Multi-Metric Dashboard with Sparklines is a advanced prompt for visualization. This prompt helps the AI turn raw data into charts or dashboards that communicate insight clearly. It goes beyond simply plotting values by asking for chart choice, layout, annotations, and business interpretation. Use it when you need visuals that are ready for exploration, reporting, or stakeholder communication. It is best suited for direct execution against a real dataset.
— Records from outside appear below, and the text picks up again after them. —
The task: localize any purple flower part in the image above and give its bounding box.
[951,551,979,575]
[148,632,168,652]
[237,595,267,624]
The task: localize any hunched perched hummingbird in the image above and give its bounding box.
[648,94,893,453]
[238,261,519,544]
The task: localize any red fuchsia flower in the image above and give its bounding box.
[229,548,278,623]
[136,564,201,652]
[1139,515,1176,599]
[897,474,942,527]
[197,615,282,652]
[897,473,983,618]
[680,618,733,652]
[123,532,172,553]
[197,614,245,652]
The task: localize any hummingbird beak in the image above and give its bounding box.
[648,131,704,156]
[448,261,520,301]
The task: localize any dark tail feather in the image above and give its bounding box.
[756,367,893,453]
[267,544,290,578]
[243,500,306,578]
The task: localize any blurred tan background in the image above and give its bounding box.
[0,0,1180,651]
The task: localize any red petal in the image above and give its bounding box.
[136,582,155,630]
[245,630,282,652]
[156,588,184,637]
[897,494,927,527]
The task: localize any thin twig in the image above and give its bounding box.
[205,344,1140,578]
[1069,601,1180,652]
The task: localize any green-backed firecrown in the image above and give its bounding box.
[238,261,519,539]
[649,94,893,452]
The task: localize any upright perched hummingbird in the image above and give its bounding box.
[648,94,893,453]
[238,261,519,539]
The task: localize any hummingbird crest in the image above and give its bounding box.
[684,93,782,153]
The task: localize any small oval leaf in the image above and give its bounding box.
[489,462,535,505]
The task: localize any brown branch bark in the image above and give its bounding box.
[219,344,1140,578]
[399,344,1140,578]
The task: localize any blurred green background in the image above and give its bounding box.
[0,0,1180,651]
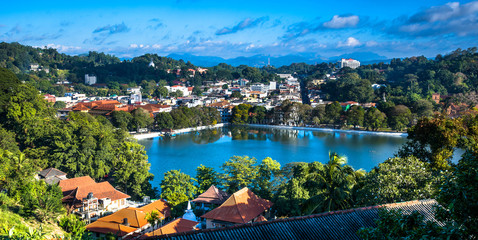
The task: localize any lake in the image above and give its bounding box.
[138,126,407,188]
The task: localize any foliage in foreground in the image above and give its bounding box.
[356,157,439,206]
[358,209,465,240]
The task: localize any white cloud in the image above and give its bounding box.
[322,15,359,29]
[365,40,378,47]
[337,37,362,47]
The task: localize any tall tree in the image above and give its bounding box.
[357,157,440,206]
[253,157,280,199]
[364,108,387,131]
[196,164,222,193]
[221,156,257,194]
[303,153,365,214]
[161,170,197,217]
[112,142,154,199]
[347,106,365,128]
[154,112,174,130]
[131,108,154,131]
[111,111,133,131]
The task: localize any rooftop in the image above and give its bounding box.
[156,199,437,240]
[192,185,229,204]
[201,187,273,223]
[145,218,199,237]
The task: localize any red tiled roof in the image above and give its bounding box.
[254,215,267,222]
[86,221,137,237]
[145,218,198,237]
[59,176,96,192]
[71,103,90,111]
[139,199,171,218]
[193,185,229,204]
[156,199,440,240]
[201,187,273,223]
[97,207,148,228]
[39,168,66,178]
[59,176,130,201]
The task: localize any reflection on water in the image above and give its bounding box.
[139,126,406,187]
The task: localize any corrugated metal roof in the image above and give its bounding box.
[151,200,437,240]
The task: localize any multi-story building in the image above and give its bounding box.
[340,58,360,68]
[85,74,96,85]
[251,83,269,93]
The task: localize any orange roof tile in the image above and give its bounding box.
[76,182,130,201]
[71,103,90,111]
[59,176,130,201]
[139,199,171,218]
[59,176,96,192]
[254,215,267,222]
[193,185,229,204]
[86,221,137,237]
[145,218,199,237]
[97,207,148,228]
[201,187,273,223]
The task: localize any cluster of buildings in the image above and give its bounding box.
[44,59,374,125]
[37,168,437,240]
[37,168,273,239]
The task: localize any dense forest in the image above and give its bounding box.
[0,68,156,239]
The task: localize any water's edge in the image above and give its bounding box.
[132,123,408,140]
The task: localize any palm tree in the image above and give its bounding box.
[146,210,161,232]
[302,152,365,214]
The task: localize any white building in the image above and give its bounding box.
[130,92,143,104]
[148,59,155,68]
[251,83,269,93]
[126,86,141,94]
[85,74,96,85]
[277,73,292,79]
[269,82,277,91]
[166,85,190,97]
[340,58,360,68]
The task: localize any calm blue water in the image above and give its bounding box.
[138,127,407,188]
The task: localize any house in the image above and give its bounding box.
[201,187,273,228]
[86,200,171,239]
[192,185,229,208]
[71,100,134,116]
[138,103,173,117]
[339,58,360,68]
[86,207,150,239]
[43,94,56,103]
[58,176,130,220]
[160,199,438,240]
[206,100,234,122]
[141,218,199,239]
[37,168,68,184]
[85,74,97,85]
[432,93,440,104]
[139,199,171,219]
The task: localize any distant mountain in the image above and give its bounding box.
[168,52,389,67]
[329,52,390,65]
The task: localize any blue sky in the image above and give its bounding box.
[0,0,478,58]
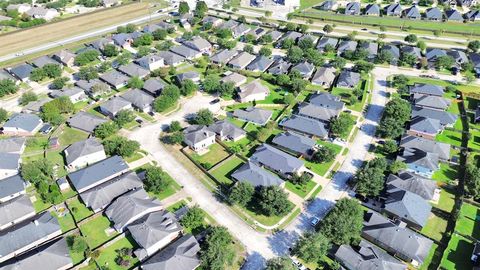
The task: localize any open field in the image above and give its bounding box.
[0,2,149,55]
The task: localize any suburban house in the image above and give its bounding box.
[122,89,155,112]
[63,138,107,171]
[208,120,247,142]
[2,113,43,136]
[0,174,26,203]
[278,115,328,139]
[67,156,129,193]
[238,79,270,103]
[250,143,306,176]
[0,211,62,263]
[362,210,433,267]
[67,112,107,133]
[0,195,36,231]
[334,240,407,270]
[183,125,216,152]
[140,234,201,270]
[232,107,273,126]
[231,161,285,187]
[98,97,132,118]
[272,131,317,156]
[80,172,143,213]
[105,188,163,232]
[127,211,183,260]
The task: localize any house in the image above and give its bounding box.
[232,107,273,126]
[386,171,440,201]
[397,148,440,178]
[247,55,274,72]
[363,4,380,16]
[8,63,35,82]
[67,112,107,133]
[104,188,163,232]
[135,54,165,71]
[63,138,107,170]
[80,172,143,213]
[170,45,202,60]
[383,3,402,17]
[272,131,317,156]
[399,135,451,161]
[2,237,73,270]
[344,2,360,15]
[67,156,129,193]
[238,79,270,103]
[208,120,247,142]
[50,86,87,103]
[362,210,433,267]
[127,211,183,260]
[228,52,256,69]
[334,240,407,270]
[317,36,338,52]
[0,137,27,155]
[0,195,36,231]
[231,161,285,187]
[175,71,200,84]
[2,113,43,136]
[425,7,443,22]
[99,97,133,119]
[445,9,463,22]
[183,125,215,152]
[297,102,342,124]
[100,70,129,90]
[157,51,185,67]
[383,189,432,231]
[402,6,422,20]
[220,72,247,87]
[141,234,201,270]
[0,211,62,263]
[183,36,213,55]
[312,67,337,88]
[292,61,315,80]
[249,143,306,176]
[142,77,166,97]
[122,89,154,113]
[0,174,26,203]
[267,60,292,75]
[210,49,237,65]
[337,70,360,89]
[279,115,328,139]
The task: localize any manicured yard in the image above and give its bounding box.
[210,156,244,186]
[80,216,118,249]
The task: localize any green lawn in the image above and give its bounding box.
[96,236,138,270]
[440,233,473,270]
[80,216,118,249]
[67,197,93,222]
[210,156,244,186]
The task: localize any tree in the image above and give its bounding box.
[228,182,255,207]
[194,109,215,126]
[200,226,235,270]
[178,1,190,15]
[319,198,363,245]
[312,145,335,163]
[292,232,331,263]
[257,186,292,216]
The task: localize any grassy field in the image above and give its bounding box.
[0,2,149,55]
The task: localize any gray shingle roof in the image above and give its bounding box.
[105,188,163,231]
[363,210,433,265]
[250,144,304,173]
[68,156,128,191]
[231,161,284,187]
[142,234,201,270]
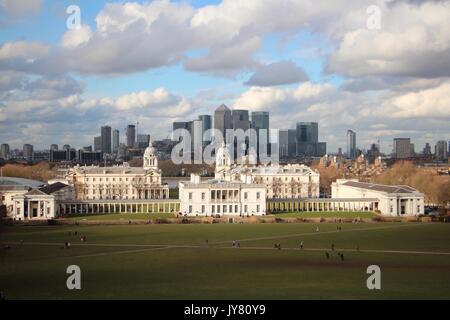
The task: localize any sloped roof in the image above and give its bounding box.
[38,182,67,194]
[0,177,45,188]
[343,181,419,193]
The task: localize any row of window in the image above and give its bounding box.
[189,204,260,214]
[189,190,261,200]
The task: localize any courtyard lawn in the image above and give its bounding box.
[0,223,450,299]
[63,212,176,221]
[273,211,376,218]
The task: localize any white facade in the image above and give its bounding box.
[11,182,74,220]
[215,145,320,199]
[66,146,169,200]
[179,175,266,216]
[331,179,424,217]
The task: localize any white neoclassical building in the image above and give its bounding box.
[179,174,266,216]
[66,144,169,200]
[331,179,424,216]
[215,145,320,199]
[11,182,74,220]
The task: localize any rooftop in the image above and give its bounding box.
[342,181,419,193]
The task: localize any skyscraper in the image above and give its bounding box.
[347,130,356,159]
[127,124,136,148]
[94,136,102,151]
[198,114,212,146]
[297,122,319,156]
[23,144,34,161]
[214,104,233,141]
[393,138,411,159]
[0,143,9,160]
[101,126,111,153]
[231,109,250,131]
[137,134,150,149]
[434,140,448,161]
[113,129,120,153]
[251,111,270,159]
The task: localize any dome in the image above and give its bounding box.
[144,142,156,156]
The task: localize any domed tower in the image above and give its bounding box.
[144,141,158,170]
[215,143,231,179]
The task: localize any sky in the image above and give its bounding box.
[0,0,450,152]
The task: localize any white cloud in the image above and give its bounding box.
[0,0,42,17]
[60,25,92,48]
[245,61,308,87]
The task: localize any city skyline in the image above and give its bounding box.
[0,0,450,152]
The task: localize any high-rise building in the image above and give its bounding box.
[278,130,289,158]
[347,130,356,159]
[101,126,111,153]
[393,138,411,159]
[288,129,297,158]
[113,129,120,153]
[434,140,448,161]
[23,144,34,161]
[127,124,136,148]
[0,143,9,160]
[297,122,319,156]
[231,109,250,131]
[251,111,270,159]
[94,136,102,151]
[198,114,212,146]
[191,120,203,159]
[137,134,150,149]
[214,104,233,142]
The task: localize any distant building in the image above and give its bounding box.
[0,143,9,160]
[78,149,103,164]
[393,138,411,159]
[49,149,77,162]
[101,126,112,154]
[127,124,136,148]
[137,134,150,149]
[422,142,432,156]
[94,136,102,151]
[112,129,120,153]
[347,130,356,159]
[296,122,326,157]
[434,140,448,161]
[251,111,270,159]
[331,179,424,217]
[198,114,212,146]
[179,175,266,216]
[214,104,233,143]
[23,144,34,161]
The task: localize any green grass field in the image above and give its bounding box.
[0,223,450,299]
[268,211,376,218]
[64,213,176,221]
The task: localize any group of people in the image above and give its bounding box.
[64,231,87,249]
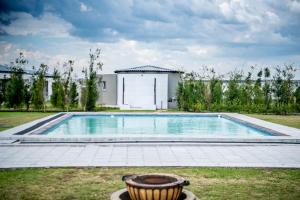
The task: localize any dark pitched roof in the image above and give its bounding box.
[0,64,52,77]
[115,65,182,73]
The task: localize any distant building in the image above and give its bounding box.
[98,65,182,110]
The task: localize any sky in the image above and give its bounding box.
[0,0,300,79]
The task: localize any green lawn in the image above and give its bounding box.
[0,112,54,131]
[0,167,300,200]
[248,114,300,128]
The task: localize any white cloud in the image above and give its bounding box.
[0,12,73,37]
[80,2,92,12]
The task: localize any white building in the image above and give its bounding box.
[98,65,182,110]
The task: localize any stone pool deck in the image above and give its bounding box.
[0,112,300,168]
[0,144,300,168]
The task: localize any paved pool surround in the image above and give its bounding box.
[0,112,300,168]
[0,112,300,144]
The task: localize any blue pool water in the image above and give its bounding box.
[44,115,270,136]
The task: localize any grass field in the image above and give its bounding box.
[0,112,54,131]
[248,114,300,128]
[0,167,300,200]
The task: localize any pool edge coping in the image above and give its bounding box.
[0,112,300,143]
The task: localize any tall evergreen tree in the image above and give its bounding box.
[24,84,32,111]
[83,49,103,111]
[50,69,65,109]
[32,64,48,111]
[294,86,300,112]
[262,67,272,110]
[70,82,78,108]
[6,52,28,108]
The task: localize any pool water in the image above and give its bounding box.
[44,115,271,137]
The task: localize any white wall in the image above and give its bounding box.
[117,73,168,110]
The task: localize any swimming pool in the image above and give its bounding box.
[43,114,272,137]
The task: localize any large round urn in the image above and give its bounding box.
[122,174,190,200]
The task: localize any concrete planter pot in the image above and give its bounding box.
[122,174,189,200]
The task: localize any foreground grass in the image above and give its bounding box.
[248,114,300,128]
[0,112,54,131]
[0,167,300,200]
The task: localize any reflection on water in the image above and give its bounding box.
[45,115,266,136]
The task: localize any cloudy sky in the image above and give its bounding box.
[0,0,300,78]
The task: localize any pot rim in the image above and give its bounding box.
[125,173,188,189]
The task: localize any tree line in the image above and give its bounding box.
[177,65,300,114]
[0,49,103,111]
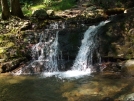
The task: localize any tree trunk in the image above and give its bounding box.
[11,0,24,18]
[1,0,10,20]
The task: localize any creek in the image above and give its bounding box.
[0,21,134,101]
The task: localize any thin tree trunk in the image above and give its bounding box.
[11,0,24,18]
[1,0,10,20]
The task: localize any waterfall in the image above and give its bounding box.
[72,21,109,71]
[45,31,59,72]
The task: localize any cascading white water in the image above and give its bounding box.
[45,31,59,72]
[72,21,109,71]
[12,21,109,78]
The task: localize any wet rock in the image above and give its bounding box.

The requested output should be comprehensive, methodical, and suitable for expert review or production-style work.

Prompt text
Create a compact multi-metric summary dashboard using sparklines:

1. Identify the top 6–8 business metrics in this dataset
2. For each metric, create one row in a summary table containing:
   - Metric name
   - Current value (latest period)
   - Change vs prior period: absolute and percentage, with colored arrow (▲ green / ▼ red)
   - A sparkline — a tiny inline line chart showing the last 12 periods of trend
   - A status indicator: ✅ On track / ⚠️ Watch / 🔴 Alert (based on whether the trend is improving or deteriorating)
3. Sort metrics by business importance, not alphabetically
4. Use a clean table layout — no heavy borders, subtle row alternation
5. The whole dashboard should fit on a single A4 page or slide

This format is designed for a weekly business review where space is limited.

When to use this prompt

Use case 01

When you need a chart or dashboard that highlights the key message clearly.

Use case 02

When a table alone is not enough for stakeholders to understand the result.

Use case 03

When you want a presentation-ready visual with labels, annotations, and styling guidance.

Use case 04

When comparing segments, trends, correlations, or composition visually.

What the AI should return

The AI should return the recommended chart specification, plotting code when appropriate, and a short interpretation of what the visual is meant to show. Titles, labels, annotations, and layout choices should be explicit so the output is presentation-ready rather than generic. If multiple charts are requested, they should be organized in a logical order and tied back to a single story. The final answer should make it clear what the viewer should notice first.

How to use this prompt

1

Open your data context

Load your dataset, notebook, or working environment so the AI can operate on the actual project context.

2

Copy the prompt text

Use the copy button above and paste the prompt into the AI assistant or prompt input area.

3

Review the output critically

Check whether the result matches your data, assumptions, and desired format before moving on.

4

Chain into the next prompt

Once you have the first result, continue deeper with related prompts in Visualization.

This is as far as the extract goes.